Il ne faudrait pas oublier le rôle déterminant de certaines féministes dans ce retour en grâce de Monique Wittig : « Sa compagne, Sande Zeig, sa nièce, Dominique Samson, des amies très proches comme Louise Turcotte ou Suzette Robichon [ci-dessous arborant le t-shirt Monike Wittig créé par Roxanne Maillet] », rappelle Aurore Turbiau.
En 2023, l’association Les Ami.es de Monique Wittig propose donc tout un programme d’ateliers, de discussions et de rencontres autour des œuvres de l’autrice et théoricienne.
Lire Wittig en 2023
Comment lire Monique Wittig aujourd’hui ? Si de prime abord, les œuvres théoriques et philosophiques peuvent être difficiles à aborder sans un solide bagage intellectuel et militant, ces œuvres littéraires peuvent aussi constituer un premier pas. « Sa pensée politique, c’est aussi dans la littérature qu’elle l’a transmise », rappelle Clémence Allezard. La question du dépassement des catégories de genre est par exemple au cœur de L’Opoponax, son premier roman récompensé du prix Médicis en 1964, récit en « on », troublant, enfantin et complexe, qui questionne et fascine par sa forme révolutionnaire.
« Suzette Robichon recommande Le voyage sans fin [récemment réédité chez Gallimard, ndlr], qui est assez court, plus simple, avec des dialogues et beaucoup d’humour. » Le texte, détournement de Don Quichotte, a d’ailleurs été présenté sur scène avec Nadège Beausson-Diagne et Adèle Haenel en juin 2022. Texte expérimental, Le Corps Lesbien connaît lui aussi une réédition aux éditions de Minuit en cette rentrée littéraire de 2023.

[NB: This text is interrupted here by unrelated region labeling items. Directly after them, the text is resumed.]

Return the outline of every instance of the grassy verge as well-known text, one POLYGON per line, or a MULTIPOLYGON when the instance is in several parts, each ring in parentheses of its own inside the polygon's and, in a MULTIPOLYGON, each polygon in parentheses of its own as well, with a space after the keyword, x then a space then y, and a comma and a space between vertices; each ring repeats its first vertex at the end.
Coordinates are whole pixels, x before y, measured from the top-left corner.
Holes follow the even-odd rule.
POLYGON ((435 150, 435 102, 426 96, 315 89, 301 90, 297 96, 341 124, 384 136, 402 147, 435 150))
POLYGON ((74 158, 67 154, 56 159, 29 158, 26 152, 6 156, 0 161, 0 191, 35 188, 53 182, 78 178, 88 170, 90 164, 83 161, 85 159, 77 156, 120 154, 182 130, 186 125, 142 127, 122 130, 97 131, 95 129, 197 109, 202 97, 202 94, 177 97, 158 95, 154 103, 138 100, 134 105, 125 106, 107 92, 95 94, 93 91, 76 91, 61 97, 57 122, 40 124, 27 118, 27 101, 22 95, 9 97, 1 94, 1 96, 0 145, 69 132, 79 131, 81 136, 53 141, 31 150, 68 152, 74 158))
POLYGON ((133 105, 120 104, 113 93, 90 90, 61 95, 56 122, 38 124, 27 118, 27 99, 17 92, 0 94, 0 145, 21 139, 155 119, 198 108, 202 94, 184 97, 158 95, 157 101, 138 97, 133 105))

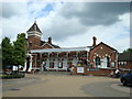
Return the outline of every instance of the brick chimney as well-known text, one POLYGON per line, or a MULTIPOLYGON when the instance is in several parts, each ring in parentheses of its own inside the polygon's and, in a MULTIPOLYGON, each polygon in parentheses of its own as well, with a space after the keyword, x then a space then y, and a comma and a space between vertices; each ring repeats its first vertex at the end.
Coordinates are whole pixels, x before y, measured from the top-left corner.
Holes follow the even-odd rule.
POLYGON ((94 41, 92 46, 96 46, 96 41, 97 41, 97 37, 96 37, 96 36, 94 36, 94 37, 92 37, 92 41, 94 41))
POLYGON ((50 44, 52 44, 52 37, 50 36, 48 37, 48 41, 47 41, 50 44))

En 2023, les écrits de Monique Wittig continuent de bousculer « Il y a des formes très éclatées, des personnages pas très clairs, ça peut être ardu, mais même si on ne capte pas toutes les références ce n’est pas grave, on peut lire Wittig en se laissant porter par le flow, la langue », assure Clémence Allezard.

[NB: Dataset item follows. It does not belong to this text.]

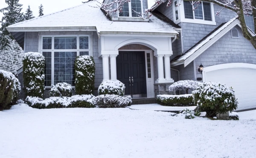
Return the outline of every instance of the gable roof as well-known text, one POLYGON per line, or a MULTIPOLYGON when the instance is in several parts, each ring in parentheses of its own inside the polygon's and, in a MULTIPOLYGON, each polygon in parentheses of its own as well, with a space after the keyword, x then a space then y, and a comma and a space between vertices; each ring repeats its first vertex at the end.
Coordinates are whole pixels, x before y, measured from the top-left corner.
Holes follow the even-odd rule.
POLYGON ((113 32, 177 34, 177 27, 154 15, 149 22, 112 21, 104 11, 91 1, 63 11, 11 25, 9 31, 96 31, 98 33, 113 32))
POLYGON ((171 61, 171 65, 184 64, 184 66, 186 66, 236 25, 241 27, 236 17, 221 24, 184 54, 174 58, 171 61))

« On ne lit pas l’œuvre de Wittig comme un manuel pour être une bonne féministe, une bonne lesbienne ou une bonne écrivaine », estime de son côté Aurore Turbiau.
« On ne la lit pas pour y trouver un genre d’encyclopédie de tout ce qu’il faudrait penser, de tous les sujets qu’il faudrait pouvoir aborder, de tous les termes qu’on pourrait utiliser. Les personnes qui ont lu La Pensée straight le savent : si ça marche, c’est aussi parce que c’est instable, insuffisant, crispant parfois, maladroit ou pas toujours parfaitement cohérent ; c’est aussi parce que le poétique complète le politique, parfois on ne comprend pas tout, mais peut-être parce que le sens reste ouvert simplement. Wittig était une personne très humble, je ne crois pas qu’on doive lire ses textes comme des traités autoritaires, son œuvre a des failles et elle ne s’en défend pas. »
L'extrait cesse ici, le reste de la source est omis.